The following is a reply to Steve Rown (rowan@convex.COM) who used the
Convex Ada implementation to measure the difficulties in implementing
Fortran 8x.  I am neither an expert on Fortran 8X nor on Ada so please bare
with my mistakes and questions.

#Granted, an Ada compiler is simpler than a FORTRAN 8x compiler but this
#should provide some idea of the magnitude of the problem.

Would someone please motivate this statement? Ada requires some
type-inference, generic packages, and handling of multi-tasking and
execptions. What are the features (aside from array-valued expressions)in
Fortran 8X that require similar amounts if implementation effort?

#The front-end of the CONVEX Ada compiler, the portion that performs
#lexing, parsing, and semantic analysis is 100,000 lines of C code.
# ...  The Ada parser and lexer come to less than 5,000 lines of the
#front-end total.  

It does not follow that a Fortran 8X front end will have similar 
characteristics.

#Now lets add the vectorized and code generator.  Let's
#say another 80,000 lines of C again taking the CONVEX Ada compiler as an
#example.  
#Before it's said that we don't need a vectorized let me point
#out that one has to do exactly the same data dependency analysis to
#determine when the extra temps introduced by FORTRAN 8x's copy semantics
#can be removed. 

(I don't want to argue against using vectorization technology for
optimizing Fortran 8X, but the author implies that it is necessary
for essentially any efficient implementation).

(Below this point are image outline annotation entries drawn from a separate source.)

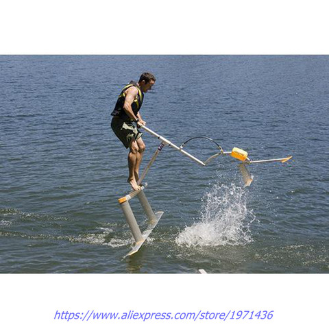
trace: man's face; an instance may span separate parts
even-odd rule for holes
[[[141,82],[141,89],[143,93],[147,93],[147,91],[152,88],[152,86],[154,84],[154,80],[151,80],[149,82],[145,82],[144,80],[143,80]]]

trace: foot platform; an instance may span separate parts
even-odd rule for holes
[[[162,211],[158,211],[156,213],[153,211],[151,205],[145,196],[145,193],[144,193],[144,189],[147,186],[147,185],[145,184],[142,186],[141,190],[134,191],[125,197],[118,199],[122,211],[125,217],[125,219],[127,220],[130,230],[132,231],[132,236],[135,239],[135,245],[132,249],[125,256],[124,258],[136,254],[140,249],[163,215]],[[149,226],[143,233],[141,232],[137,221],[136,220],[135,216],[129,203],[130,200],[136,196],[138,198],[141,205],[149,219]]]

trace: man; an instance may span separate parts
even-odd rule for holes
[[[139,110],[144,99],[144,93],[147,93],[156,82],[153,74],[145,72],[141,75],[138,83],[131,81],[120,93],[115,108],[111,127],[125,148],[129,148],[127,182],[135,191],[141,189],[138,186],[139,167],[142,162],[145,145],[142,140],[142,133],[137,129],[138,123],[146,125],[142,119]],[[133,123],[136,123],[135,127]]]

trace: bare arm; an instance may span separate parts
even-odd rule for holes
[[[127,90],[125,95],[125,103],[123,104],[123,110],[127,113],[127,115],[136,121],[138,119],[134,112],[132,111],[132,104],[134,101],[136,96],[137,95],[138,90],[136,87],[131,87]]]

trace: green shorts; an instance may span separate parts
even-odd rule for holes
[[[132,122],[125,121],[120,118],[113,117],[111,128],[126,149],[129,148],[130,143],[134,138],[137,140],[143,135],[143,133],[134,125]]]

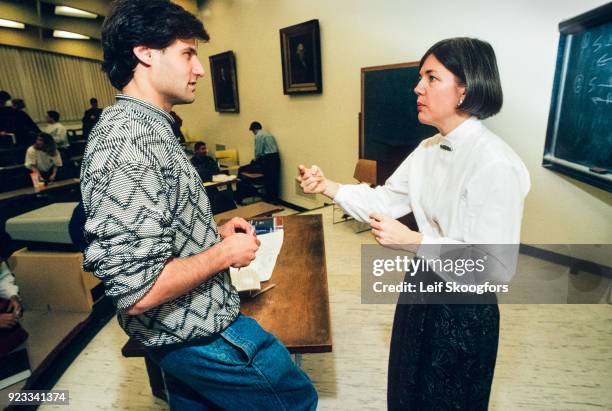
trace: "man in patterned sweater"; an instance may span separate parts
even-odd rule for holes
[[[81,170],[84,267],[121,327],[165,374],[172,409],[315,409],[286,348],[240,314],[228,267],[259,241],[243,219],[218,227],[172,132],[175,104],[204,75],[202,23],[167,0],[120,0],[102,28],[103,70],[121,91],[92,130]]]

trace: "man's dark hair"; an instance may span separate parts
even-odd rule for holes
[[[102,70],[121,90],[138,64],[134,47],[162,50],[177,39],[193,38],[209,39],[202,22],[181,6],[168,0],[117,0],[102,25]]]
[[[486,41],[456,37],[437,42],[421,58],[419,69],[433,54],[464,86],[465,99],[459,110],[479,119],[501,110],[503,93],[493,47]]]
[[[59,121],[59,113],[57,111],[47,111],[47,115],[56,123]]]
[[[4,101],[7,102],[11,99],[11,95],[4,91],[4,90],[0,90],[0,101]]]

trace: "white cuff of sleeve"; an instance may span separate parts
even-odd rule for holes
[[[424,234],[416,256],[424,260],[437,260],[440,258],[441,247],[442,245],[436,238]]]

Dependence analysis is only part of a vectorizer. In particular, to optimize
array operations, you don't have to recognize induction variables and loop
invariant expressions. You don't have to pattern-match for things like sum
reductions and min/max reductions. Hence, the 80k figure may be very high.
The necessity of removing the implied temporary is unclear since its
lifetime is short. Of coarse, when adding one to every element of a
gig-word array you don't want to copy it, but it seems reasonable that for a
compiler to handle the easy cases well and the let the programmer help
(eliminate copies by adding loops) when things get out of hand. Explicit
array syntax is intended to improve the expressiveness of the language not
allow programmers to be oblivous to the efficiency of processing huge
amounts of data.

#Now lets add say 20,000 lines of code for the library managers necessary
#for dependent compilation.  

What are the aspects of Fortran8x that require more library management than
"incude" files? The UNIX world learned how to handle "compilation
dependencies" outside of the compiler. What about Fortran 8x invalidates
those techniques?.

# ... the compiler Callahan, Dongarra and Levine found to be
#the best vectorizing FORTRAN compiler in the world (See "Vectorizing
#Compilers: A Test Suite and Results, Technical Memorandum No. 109,
#Mathematics and Computer Science Division, Argonne National Laboratory).

Not to disagree with the statement, but this is not a conclusion the
authors make in the cited tech report.

#To develop a full FORTRAN 8x compiler which will optimize and do
#parallelization (without vectorization) will take many person-years to
#complete.  I think one can see how the numbers add up.

Why is parallelization necessary? You work for a company that markets
a parallel computer and I work for one that intends to, but that is 
certainly not a requirement of most implementations of Fortran 8X.

#One other Ada example and I will stop beating this dead horse.  Ada
#lexers and parsers were available in 1979.  The first production quality
#Ada compiler was not validated until 1985.  I choose the DEC compiler as
#the first real Ada compiler.  The academic Ada-ED compiler just does not
#count in my book.

Ada was developed from scatch without existing experience with a subset and
includes a very complex runtime environment to support multitasking and
execption handling. Aside from recursion and dynamic allocation, does
Fortran 8x have any feature that requies similar support?

Won't any substantive change to the language (like user defined types,
recursion, bit types, and dynamic memory allocation) require several years
before compilers are available and reliable? Aside from the array syntax,
what features can be deleted that will significantly reduce the development
time?

#If I have missed something here I would be interested in hearing the
#counter argument.  I have only been writing vectorizing compilers,
#FORTRAN, C and, Ada for the past ten years.
#
#I hope this did not come off as too much of a flame but as my public
#review comment stated, I feel we are doing the FORTRAN community a
#disservice by proposing a language with features the average FORTRAN user
#does not want or need.  

A couple of  final questions in reply: is it necessary that the "average"
Fortran user (if such a beast exists) want or need a feature for that
feature to be added to the language? Shouldn't it be sufficient that some
substantial portion of the community would find it useful, particularly
given that Fortran 77 is a subset so that the only noticable change would be
in compile speed? 

#Steve Rowan
#rowan@convex.COM

David Callahan
Tera Computer Company
(david@june.cs.washington.edu)